The only criticism I have of this book is that it reads a little more like “This is what he did” as opposed to Wolf Hall which was more “This is who he is” and as a result, I did not ever find myself moved to tears as I was with Wolf Hall. However, this is a tiny quibble. I still devoured it with relish and loved every minute spent in the company of this clever, wise, worldly man. And Mantel suggests something at the very end that, as with Wolf Hall, makes me hope with every fiber of my being that she will continue to explore his life with a third novel in this series.
This is the text of my review of Bring Up The Bodies by Hilary Mantel, posted today on Goodreads.

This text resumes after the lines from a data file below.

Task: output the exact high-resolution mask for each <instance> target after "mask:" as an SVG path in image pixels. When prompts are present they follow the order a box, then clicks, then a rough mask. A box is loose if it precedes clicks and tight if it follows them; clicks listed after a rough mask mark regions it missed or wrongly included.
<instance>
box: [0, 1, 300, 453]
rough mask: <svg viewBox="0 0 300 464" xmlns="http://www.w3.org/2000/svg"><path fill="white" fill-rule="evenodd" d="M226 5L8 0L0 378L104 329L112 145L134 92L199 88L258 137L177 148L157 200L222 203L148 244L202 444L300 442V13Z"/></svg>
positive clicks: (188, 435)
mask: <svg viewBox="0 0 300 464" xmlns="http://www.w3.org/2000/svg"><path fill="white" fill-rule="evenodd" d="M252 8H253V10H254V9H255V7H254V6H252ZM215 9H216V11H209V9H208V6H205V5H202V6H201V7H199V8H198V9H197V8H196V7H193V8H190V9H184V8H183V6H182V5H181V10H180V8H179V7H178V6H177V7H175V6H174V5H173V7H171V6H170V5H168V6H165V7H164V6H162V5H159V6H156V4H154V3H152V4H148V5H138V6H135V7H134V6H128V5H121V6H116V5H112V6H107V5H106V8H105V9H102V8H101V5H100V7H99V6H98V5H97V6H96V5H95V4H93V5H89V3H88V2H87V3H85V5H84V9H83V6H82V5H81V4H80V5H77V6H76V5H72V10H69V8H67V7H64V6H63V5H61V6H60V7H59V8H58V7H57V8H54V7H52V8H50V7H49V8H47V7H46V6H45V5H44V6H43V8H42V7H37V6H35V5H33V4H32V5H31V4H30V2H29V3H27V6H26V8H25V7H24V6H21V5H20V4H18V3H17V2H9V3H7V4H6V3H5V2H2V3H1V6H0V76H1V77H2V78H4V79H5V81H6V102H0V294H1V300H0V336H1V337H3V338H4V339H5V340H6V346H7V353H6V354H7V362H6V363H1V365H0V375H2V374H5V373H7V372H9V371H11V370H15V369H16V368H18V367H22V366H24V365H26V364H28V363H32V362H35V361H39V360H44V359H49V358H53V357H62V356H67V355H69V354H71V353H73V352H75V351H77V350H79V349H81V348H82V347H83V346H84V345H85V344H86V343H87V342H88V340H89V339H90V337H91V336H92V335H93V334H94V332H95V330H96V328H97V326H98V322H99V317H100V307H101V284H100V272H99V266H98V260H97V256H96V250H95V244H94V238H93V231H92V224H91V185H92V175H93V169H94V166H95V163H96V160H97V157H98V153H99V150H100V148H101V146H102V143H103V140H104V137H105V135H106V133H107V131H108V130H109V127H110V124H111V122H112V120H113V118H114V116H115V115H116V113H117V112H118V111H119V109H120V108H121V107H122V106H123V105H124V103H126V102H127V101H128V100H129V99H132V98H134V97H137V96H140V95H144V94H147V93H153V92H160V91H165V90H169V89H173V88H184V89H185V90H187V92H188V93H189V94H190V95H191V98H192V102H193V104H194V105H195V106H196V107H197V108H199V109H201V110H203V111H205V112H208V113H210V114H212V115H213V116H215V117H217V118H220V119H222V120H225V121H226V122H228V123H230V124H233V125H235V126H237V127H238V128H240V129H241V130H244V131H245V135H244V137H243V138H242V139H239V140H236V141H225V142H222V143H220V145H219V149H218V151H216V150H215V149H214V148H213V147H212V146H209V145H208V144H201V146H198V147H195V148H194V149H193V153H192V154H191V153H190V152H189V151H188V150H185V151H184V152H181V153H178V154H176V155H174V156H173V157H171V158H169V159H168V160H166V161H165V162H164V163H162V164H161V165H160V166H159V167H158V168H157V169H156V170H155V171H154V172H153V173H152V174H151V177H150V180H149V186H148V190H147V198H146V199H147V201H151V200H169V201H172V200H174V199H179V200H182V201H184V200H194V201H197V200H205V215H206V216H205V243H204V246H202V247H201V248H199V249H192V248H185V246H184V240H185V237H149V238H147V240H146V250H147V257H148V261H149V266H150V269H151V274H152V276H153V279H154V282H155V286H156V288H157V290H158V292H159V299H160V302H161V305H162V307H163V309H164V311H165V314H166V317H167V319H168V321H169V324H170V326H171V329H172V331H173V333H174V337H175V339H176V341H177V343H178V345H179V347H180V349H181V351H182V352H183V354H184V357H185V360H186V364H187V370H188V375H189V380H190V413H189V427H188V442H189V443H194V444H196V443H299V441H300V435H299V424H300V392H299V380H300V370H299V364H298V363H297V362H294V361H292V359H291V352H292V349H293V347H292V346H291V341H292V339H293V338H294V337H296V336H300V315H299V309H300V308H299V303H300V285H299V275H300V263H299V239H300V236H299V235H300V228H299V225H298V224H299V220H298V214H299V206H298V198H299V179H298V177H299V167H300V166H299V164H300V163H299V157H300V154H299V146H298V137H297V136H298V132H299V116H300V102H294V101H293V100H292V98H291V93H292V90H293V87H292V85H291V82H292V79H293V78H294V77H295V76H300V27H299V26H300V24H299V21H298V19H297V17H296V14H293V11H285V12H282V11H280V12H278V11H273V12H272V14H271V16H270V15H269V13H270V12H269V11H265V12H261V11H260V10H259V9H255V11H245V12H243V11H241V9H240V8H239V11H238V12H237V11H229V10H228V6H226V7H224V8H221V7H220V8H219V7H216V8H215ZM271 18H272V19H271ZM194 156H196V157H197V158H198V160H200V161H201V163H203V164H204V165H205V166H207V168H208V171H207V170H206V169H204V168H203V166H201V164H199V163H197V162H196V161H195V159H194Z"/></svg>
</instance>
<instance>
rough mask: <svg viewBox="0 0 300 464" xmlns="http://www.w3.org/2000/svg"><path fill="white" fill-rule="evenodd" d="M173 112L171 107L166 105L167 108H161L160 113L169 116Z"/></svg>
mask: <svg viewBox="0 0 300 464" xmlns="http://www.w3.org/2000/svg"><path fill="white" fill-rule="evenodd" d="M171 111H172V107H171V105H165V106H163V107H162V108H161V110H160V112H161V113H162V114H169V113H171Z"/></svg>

With this book, Mantel has added new colors to her brilliant portrait of Thomas Cromwell, Henry VIII’s mastermind counsellor. More narrow in scope than its predecessor, Wolf Hall, Bring Up The Bodies focuses on the downfall of Anne Boleyn and her supporters and offers a possible explanation for Cromwell’s active role — perhaps one might call it zeal — in the process. It is an explanation that is certainly plausible and consistent with the character of the man we have come to know through Mantel’s gifted narration; a man who will serve his king above all else, but is not averse to making things come out as he sees fit at the same time. Cromwell’s awareness of his own danger in Henry’s court is both prescient (because we, from our perspective in history, know what is going to happen to him) and realistic (because he knows what is likely to happen to men like him), and the tension between these two emotional realities is part of the joy of experiencing these novels.